¿SE ACUERDAN DE LA VIRGINIDAD?

Por Viviana Sgavetti

Hace muuuucho tiempo, en una comarca lejana, existía una costumbre, ya perdida en la niebla de los siglos: las niñas, las jóvenes, debían casarse vírgenes. Virginidad, así con ge y ve corta, se llamaba el concepto.

Yo provengo de esa comarca, y tengo muchos años, así que les voy a contar en qué consistía dicho anacronismo: fisiológicamente no era la gran cosa, pero lo serio, lo importante, era lo intangible, el pecado terrible que se cometía si se perpetraba semejante crimen.

El crimen en cuestión era acostarse con un señor. Ehhh! me dirán ustedes, ¿cómo va a ser un crimen acostarse con un señor? Bueno, “acostarse” era reemplazado por otros eufemismos como “hacer porquerías”, “entregarse”, “darle la prueba de amor” y -los más avanzados- “hacer el amor”, por no mencionar un montón de palabrotas que en cada país encuentran su equivalente.

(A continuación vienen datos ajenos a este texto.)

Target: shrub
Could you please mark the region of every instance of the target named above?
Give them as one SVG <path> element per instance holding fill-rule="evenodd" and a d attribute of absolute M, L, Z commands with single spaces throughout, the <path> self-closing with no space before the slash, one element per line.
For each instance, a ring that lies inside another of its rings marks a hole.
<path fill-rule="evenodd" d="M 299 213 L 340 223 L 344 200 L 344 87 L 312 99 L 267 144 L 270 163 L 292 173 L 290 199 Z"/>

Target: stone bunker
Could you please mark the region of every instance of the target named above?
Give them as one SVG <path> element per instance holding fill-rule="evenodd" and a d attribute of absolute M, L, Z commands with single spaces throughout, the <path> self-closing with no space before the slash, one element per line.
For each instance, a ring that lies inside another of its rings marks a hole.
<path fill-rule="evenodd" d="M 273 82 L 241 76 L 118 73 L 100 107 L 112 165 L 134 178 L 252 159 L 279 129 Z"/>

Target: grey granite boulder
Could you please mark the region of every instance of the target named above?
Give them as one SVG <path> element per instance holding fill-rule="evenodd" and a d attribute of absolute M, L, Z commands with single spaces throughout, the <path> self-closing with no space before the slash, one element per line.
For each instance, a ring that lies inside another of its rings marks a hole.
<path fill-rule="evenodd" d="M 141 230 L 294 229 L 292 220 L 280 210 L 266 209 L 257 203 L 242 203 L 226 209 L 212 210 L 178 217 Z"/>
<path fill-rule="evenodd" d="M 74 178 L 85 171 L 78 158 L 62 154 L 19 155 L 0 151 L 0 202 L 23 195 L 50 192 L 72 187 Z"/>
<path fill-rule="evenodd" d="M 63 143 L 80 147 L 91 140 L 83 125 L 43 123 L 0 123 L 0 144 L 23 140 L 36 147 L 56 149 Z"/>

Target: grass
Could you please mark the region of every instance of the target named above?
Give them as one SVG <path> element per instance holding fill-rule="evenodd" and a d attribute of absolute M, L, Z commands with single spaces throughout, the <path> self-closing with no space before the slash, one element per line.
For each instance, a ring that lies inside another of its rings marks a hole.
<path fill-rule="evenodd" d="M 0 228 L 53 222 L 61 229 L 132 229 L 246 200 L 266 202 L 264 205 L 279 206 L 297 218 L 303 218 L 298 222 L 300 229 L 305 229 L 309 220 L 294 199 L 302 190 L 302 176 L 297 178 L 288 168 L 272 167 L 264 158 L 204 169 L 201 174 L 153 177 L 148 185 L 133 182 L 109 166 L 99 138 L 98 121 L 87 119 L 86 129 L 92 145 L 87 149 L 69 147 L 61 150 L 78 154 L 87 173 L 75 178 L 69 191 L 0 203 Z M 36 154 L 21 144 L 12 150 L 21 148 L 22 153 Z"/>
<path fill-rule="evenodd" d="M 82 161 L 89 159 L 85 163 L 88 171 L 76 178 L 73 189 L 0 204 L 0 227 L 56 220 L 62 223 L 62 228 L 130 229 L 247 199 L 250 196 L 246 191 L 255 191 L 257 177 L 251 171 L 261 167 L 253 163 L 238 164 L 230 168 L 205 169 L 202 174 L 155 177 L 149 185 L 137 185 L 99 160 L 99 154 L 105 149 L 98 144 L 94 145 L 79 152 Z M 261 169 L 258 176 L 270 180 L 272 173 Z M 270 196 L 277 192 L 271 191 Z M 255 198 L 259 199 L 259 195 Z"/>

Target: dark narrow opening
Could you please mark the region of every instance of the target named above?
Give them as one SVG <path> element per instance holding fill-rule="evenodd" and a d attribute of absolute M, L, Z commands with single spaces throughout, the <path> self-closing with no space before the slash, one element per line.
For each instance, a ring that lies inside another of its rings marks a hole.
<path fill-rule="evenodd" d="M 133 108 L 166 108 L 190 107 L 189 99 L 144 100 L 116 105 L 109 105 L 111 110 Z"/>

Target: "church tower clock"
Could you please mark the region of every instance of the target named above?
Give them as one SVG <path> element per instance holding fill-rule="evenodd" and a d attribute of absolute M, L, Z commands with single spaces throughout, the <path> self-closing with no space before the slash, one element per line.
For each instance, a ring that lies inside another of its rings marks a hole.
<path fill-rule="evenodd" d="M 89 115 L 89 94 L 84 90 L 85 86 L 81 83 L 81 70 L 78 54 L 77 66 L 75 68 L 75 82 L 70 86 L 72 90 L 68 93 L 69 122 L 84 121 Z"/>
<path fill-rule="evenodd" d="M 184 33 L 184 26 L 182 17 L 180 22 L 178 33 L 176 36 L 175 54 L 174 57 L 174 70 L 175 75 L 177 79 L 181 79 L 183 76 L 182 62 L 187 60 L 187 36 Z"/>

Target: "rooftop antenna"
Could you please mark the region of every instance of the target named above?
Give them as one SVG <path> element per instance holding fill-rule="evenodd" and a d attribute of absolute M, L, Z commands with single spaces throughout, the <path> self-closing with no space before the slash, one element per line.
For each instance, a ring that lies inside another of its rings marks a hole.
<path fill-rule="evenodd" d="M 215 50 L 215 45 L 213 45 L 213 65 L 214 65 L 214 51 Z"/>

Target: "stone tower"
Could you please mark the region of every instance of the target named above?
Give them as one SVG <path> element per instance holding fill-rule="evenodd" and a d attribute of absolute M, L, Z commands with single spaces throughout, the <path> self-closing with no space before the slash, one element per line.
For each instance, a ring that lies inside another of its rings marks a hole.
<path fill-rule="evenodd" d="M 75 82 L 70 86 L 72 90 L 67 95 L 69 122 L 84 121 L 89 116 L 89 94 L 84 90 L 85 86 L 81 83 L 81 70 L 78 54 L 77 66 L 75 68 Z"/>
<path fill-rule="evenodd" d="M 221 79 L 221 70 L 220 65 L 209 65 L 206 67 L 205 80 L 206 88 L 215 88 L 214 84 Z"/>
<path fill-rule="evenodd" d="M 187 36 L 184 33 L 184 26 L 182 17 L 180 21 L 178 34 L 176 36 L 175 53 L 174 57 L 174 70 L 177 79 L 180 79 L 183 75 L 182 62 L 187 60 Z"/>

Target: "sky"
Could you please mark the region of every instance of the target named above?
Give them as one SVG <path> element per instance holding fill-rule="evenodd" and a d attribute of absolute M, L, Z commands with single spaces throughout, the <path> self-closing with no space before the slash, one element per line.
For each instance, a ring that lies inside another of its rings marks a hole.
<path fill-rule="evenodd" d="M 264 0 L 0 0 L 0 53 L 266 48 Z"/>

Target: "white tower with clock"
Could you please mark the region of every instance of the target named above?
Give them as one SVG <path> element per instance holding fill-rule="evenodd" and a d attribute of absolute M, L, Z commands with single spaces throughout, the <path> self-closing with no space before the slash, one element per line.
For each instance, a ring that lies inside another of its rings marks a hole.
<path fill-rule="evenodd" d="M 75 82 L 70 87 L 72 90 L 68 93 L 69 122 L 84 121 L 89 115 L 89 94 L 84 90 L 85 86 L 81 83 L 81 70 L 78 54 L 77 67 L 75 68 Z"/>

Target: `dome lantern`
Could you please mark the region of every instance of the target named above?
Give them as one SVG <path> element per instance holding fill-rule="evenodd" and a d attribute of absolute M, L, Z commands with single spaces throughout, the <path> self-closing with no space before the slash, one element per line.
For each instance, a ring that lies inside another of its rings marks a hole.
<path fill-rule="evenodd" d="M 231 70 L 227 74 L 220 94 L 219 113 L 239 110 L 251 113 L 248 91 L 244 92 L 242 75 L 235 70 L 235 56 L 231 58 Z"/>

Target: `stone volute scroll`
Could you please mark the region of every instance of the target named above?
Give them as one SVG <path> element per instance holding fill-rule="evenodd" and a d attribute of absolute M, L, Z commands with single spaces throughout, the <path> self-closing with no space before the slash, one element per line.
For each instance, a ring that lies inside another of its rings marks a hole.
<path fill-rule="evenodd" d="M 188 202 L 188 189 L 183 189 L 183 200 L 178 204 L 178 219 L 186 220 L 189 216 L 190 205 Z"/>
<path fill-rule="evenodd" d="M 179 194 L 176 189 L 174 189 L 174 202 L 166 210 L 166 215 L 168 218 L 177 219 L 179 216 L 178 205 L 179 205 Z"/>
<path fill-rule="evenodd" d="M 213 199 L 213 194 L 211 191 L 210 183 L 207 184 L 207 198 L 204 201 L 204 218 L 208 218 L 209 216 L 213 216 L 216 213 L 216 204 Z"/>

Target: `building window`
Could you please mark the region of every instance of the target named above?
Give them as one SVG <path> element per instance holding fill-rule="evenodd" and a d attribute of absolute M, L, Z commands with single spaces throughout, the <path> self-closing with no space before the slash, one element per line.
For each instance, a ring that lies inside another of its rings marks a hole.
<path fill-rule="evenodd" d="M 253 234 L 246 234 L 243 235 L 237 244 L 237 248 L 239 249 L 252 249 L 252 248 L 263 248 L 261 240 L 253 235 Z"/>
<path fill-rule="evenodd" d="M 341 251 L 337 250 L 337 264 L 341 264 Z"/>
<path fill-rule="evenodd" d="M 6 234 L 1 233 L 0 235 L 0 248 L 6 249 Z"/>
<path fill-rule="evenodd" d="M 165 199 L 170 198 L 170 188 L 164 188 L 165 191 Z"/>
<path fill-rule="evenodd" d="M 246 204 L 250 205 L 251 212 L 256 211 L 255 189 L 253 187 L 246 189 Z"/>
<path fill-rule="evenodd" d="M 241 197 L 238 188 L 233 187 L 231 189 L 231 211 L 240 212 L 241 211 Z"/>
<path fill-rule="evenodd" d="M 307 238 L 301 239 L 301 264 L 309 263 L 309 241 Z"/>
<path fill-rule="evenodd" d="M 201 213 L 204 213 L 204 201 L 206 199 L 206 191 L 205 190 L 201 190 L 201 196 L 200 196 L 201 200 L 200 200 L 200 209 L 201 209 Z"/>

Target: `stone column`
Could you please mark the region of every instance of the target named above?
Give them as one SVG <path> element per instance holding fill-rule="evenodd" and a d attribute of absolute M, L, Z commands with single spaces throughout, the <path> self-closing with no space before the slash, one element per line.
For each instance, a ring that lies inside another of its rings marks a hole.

Pero ahí no terminaba, lo pior no era eso… lo terrible era si después el caballero  -bueno, no se lo consideraba un caballero, tampoco- no se casaba con una.

Porque en mis tiempos no importaba mucho si una tenía o no dinero, si era inteligente, estudiosa o trabajadora, si tenía mal aliento o no se depilaba las piernas… importaba si llegaba virgen o no al matrimonio. Las chicas llevábamos escritas en la frente, con una tinta sólo visible para los machos de nuestro entorno, distintas categorizaciones, que se convertían en separadores de castas más férreos que en la India.

En el fondo del recipiente estaban las parias, o sea, “las que se dejaban”. Hoy debo admitir que si bien las demás  las marginábamos sutilmente con esa inevitable crueldad que trae aparejada la adolescencia, eran las que tenían mejor cutis, y ni hablar del humor. Una no se lo explicaba mucho… Si así no van a conseguir novio, como dice mi mamá, ¿por qué se las ve tan contentas? me preguntaba.

También estaban “las que se dejaban con el novio”, casta intermedia, que conseguía una especie de perdón o benevolencia, una “probation” indefinida, porque se consideraba -recuerden que les estoy hablando de épocas muy antiguas, donde ni siquiera existía la lycra, imagínense- que era un modo relativamente válido de retener al jovenzuelo a su lado en la esperanza de tener su premio frente al altar. A veces fallaba, como el Challenger. El abusador no cumplía sus promesas, y la infeliz descendía inmediatamente, casi como en el Monopoly, al escalón inferior.

Y por último estábamos nosotras, las honestas “vírgenes hasta el casamiento”, “las que no se dejaban”… o sea, las más aburridas del mundo, pero con los codos más punzantes que se puedan imaginar. Porque los codos, llegado el caso, se constituían en armas defensivas de primera; eran utilizados a diversas alturas del cuerpo del señor, según el entorno y la coyuntura.

En fin, que una era una chica decente, que no se reía de los chistes subidos de tono, que no daba pie para encuentros a solas, que jamás de los jamases por muy enamorada que estuviera permitía que le desabrocharan el corpiño… y que recién después de los veinte años se cuestionó seriamente la utilidad de semejante actitud, reflexionó brevemente -no más de diez segundos, debo admitir- … y comenzó, como Proust, una cruzada en busca del tiempo perdido. Tampoco creo estar arrepentida de la espera, todo sucedió con quien y cuando debía, sobre todo si recuerdo el plantel que había disponible por entonces… pero la honestidad es mi lema, y no me puedo despedir sin añadir una última confesión… Amiga mía, ¡ahora comprendo la sabia sonrisa de la peor de la cuadra!